AGGREGATED STATUS UPDATES

This option determines whether or not Nagios will

aggregate updates of host, service, and program status

data. Normally, status data is updated immediately when

a change occurs. This can result in high CPU loads if

you are monitoring a lot of services. If you want Nagios

to only refresh status data every few seconds, disable

this option.

Values: 1 = enable aggregate updates, 0 = disable aggregate updates

aggregate_status_updates=1

AGGREGATED STATUS UPDATE INTERVAL

Combined with the aggregate_status_updates option,

this option determines the frequency (in seconds!) that

Nagios will periodically dump program, host, and

service status data. If you are not using aggregated

status data updates, this option has no effect.

status_update_interval=15

TIMEOUT VALUES

These options control how much time Nagios will allow various

types of commands to execute before killing them off. Options

are available for controlling maximum time allotted for

service checks, host checks, event handlers, notifications, the

ocsp command, and performance data commands. All values are in

seconds.

service_check_timeout=60
host_check_timeout=30
event_handler_timeout=30
notification_timeout=30
ocsp_timeout=5
perfdata_timeout=5

RETAIN STATE INFORMATION

This setting determines whether or not Nagios will save state

information for services and hosts before it shuts down. Upon

startup Nagios will reload all saved service and host state

information before starting to monitor. This is useful for

maintaining long-term data on state statistics, etc, but will

slow Nagios down a bit when it (re)starts. Since its only

a one-time penalty, I think its well worth the additional

startup delay.

retain_state_information=1

STATE RETENTION FILE

This is the file that Nagios should use to store host and

service state information before it shuts down.
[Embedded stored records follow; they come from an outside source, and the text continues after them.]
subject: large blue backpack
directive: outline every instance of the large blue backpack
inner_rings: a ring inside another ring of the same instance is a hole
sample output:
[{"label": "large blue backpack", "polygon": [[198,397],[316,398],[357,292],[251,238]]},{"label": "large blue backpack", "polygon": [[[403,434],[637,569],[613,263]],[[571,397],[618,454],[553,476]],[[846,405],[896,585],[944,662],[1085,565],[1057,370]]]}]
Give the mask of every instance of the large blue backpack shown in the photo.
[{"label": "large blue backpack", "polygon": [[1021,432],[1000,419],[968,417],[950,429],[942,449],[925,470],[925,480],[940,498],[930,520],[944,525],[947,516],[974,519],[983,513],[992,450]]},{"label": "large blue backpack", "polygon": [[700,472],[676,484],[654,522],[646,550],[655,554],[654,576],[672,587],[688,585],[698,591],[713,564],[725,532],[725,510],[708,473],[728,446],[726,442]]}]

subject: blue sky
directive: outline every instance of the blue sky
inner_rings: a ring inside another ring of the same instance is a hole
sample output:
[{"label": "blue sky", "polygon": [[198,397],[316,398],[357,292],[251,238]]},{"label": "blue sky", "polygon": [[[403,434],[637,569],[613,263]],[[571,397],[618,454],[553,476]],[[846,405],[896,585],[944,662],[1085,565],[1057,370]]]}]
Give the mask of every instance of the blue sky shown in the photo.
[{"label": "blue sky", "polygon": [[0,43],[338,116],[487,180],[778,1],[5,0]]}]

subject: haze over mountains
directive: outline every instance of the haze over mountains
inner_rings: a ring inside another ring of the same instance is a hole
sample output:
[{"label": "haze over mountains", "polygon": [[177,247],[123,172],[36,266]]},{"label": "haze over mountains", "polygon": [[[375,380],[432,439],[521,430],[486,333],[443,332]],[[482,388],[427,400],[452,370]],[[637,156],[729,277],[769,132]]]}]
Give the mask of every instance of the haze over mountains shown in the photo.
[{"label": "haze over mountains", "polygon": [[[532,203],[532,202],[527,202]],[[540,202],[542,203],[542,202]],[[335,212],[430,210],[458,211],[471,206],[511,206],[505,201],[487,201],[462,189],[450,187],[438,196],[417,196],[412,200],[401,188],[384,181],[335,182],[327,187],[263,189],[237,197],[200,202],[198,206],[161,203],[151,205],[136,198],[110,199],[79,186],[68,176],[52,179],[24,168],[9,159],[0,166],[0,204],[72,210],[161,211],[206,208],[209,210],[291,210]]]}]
The state

information in this file is also read immediately prior to

starting to monitor the network when Nagios is restarted.

This file is used only if the preserve_state_information

variable is set to 1.

state_retention_file=/var/log/nagios/retention.dat

RETENTION DATA UPDATE INTERVAL

This setting determines how often (in minutes) that Nagios

will automatically save retention data during normal operation.

If you set this value to 0, Nagios will not save retention

data at regular interval, but it will still save retention

data before shutting down or restarting. If you have disabled

state retention, this option has no effect.

retention_update_interval=60

USE RETAINED PROGRAM STATE

This setting determines whether or not Nagios will set

program status variables based on the values saved in the

retention file. If you want to use retained program status

information, set this value to 1. If not, set this value

to 0.

use_retained_program_state=1

USE RETAINED SCHEDULING INFO

This setting determines whether or not Nagios will retain

the scheduling info (next check time) for hosts and services

based on the values saved in the retention file. If you

If you want to use retained scheduling info, set this

value to 1. If not, set this value to 0.

use_retained_scheduling_info=0


#9

it shouldn’t be sending out alerts on restarts…


#10

but I get the alerts on both cases either reload the service or restart it. Where did you get to know it shouldnt send alert on restart?
Many thanks for reply.


#11

You are right it shouldnt but in my case I don’t know what else is wrong then

Format: retain_state_information=<0/1>
Example: retain_state_information=1
This option determines whether or not Nagios will retain state information for hosts and services between program restarts. If you enable this option, you should supply a value for the state_retention_file variable. When enabled, Nagios will save all state information for hosts and service before it shuts down (or restarts) and will read in previously saved state information when it starts up again.

0 = Don’t retain state information (default)
1 = Retain state information